Murderer who ate his own eyeball is crazy, but that won’t stop his execution – court
A death row inmate in Texas, who gouged out both of his eyes in jail, eating one of them, has been told that his severe mental illness is not reason enough to commute his sentence. However, alleged racial bias by the jury may be.
Andre Thomas, who was sentenced to death for the brutal murder of his estranged wife, their son, and her baby daughter in 2004, was ruled to be sane enough to be executed by the 5th US Circuit Court of Appeals. Thomas, 35, who was born to a mentally ill mother and has been battling with mental illness issues accompanied by substance and alcohol abuse since his teens, said he butchered his family, carving out the children’s hearts and putting them in pockets because God told him to.
Shortly after his arrest, he plucked out his right eye, taking a Bible verse literally that read: “If your right eye causes you to sin, tear it out and throw it away.”
In 2008, while he was already on death row, he removed his remaining eye and then ate it. While he was initially found unfit to stand trial, the psychiatrists who evaluated him later claimed that a brief stint in a mental facility served him well and he was found to be lucid enough to face the charges.

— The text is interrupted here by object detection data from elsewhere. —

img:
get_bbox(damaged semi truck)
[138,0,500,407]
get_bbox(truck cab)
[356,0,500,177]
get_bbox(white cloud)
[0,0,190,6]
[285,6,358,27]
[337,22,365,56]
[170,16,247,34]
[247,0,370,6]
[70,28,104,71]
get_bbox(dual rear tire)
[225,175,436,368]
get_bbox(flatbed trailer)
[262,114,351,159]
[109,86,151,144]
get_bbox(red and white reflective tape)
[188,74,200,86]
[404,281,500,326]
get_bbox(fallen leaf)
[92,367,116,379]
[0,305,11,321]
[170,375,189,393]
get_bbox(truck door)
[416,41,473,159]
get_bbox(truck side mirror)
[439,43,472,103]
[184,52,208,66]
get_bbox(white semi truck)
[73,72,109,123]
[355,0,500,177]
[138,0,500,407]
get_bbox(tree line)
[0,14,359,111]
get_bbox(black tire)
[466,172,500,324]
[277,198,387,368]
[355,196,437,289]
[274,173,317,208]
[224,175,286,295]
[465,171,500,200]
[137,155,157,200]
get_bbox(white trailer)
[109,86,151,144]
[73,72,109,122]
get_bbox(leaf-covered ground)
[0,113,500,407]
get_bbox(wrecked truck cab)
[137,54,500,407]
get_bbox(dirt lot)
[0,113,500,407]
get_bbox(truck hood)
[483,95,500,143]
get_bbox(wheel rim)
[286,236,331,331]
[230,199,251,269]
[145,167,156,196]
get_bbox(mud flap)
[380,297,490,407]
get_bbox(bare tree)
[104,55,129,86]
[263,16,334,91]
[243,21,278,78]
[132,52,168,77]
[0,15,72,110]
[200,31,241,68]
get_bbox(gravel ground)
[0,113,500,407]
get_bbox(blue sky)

US law does not consider mental illness to be an obstacle to execution, as long as the defendant understands that what he did was wrong, which would imply that he is not completely insane.
“Applicant is clearly ‘crazy,’ but he is also ‘sane’ under Texas law,” CCA judge Cathy Cochran said of Thomas back in 2009.
Thomas’ defense, up to this point, sought to contest the ruling anyway, arguing it was unconstitutional to subject Thomas to the death penalty given his mental status.
On Thursday, the appeals court panel seemed to draw a final line under the argument, saying the fact that the defendant is mentally ill does not exempt him from the death penalty, calling the issue “foreclosed.” There is still a chance that Thomas’ execution might be averted, based on entirely different grounds, however. The panel told his lawyers that it might consider an appeal that would argue that the trial was flawed, as the jury was racially biased. The woman Thomas killed was white, while he is black.
The defense argues that the lawyers who were with Thomas at the trial failed to make a case for his incompetence, so the jurors were not fully informed of the severity of his mental illness issues.
Calling the original trial and sentencing “highly problematic,” Maurie Levin, one of his lawyers, said that she was glad that Thomas’ mental struggles were eventually brought to light. The man is now being kept in a psychiatric ward in jail. There has not been a date set for his execution yet.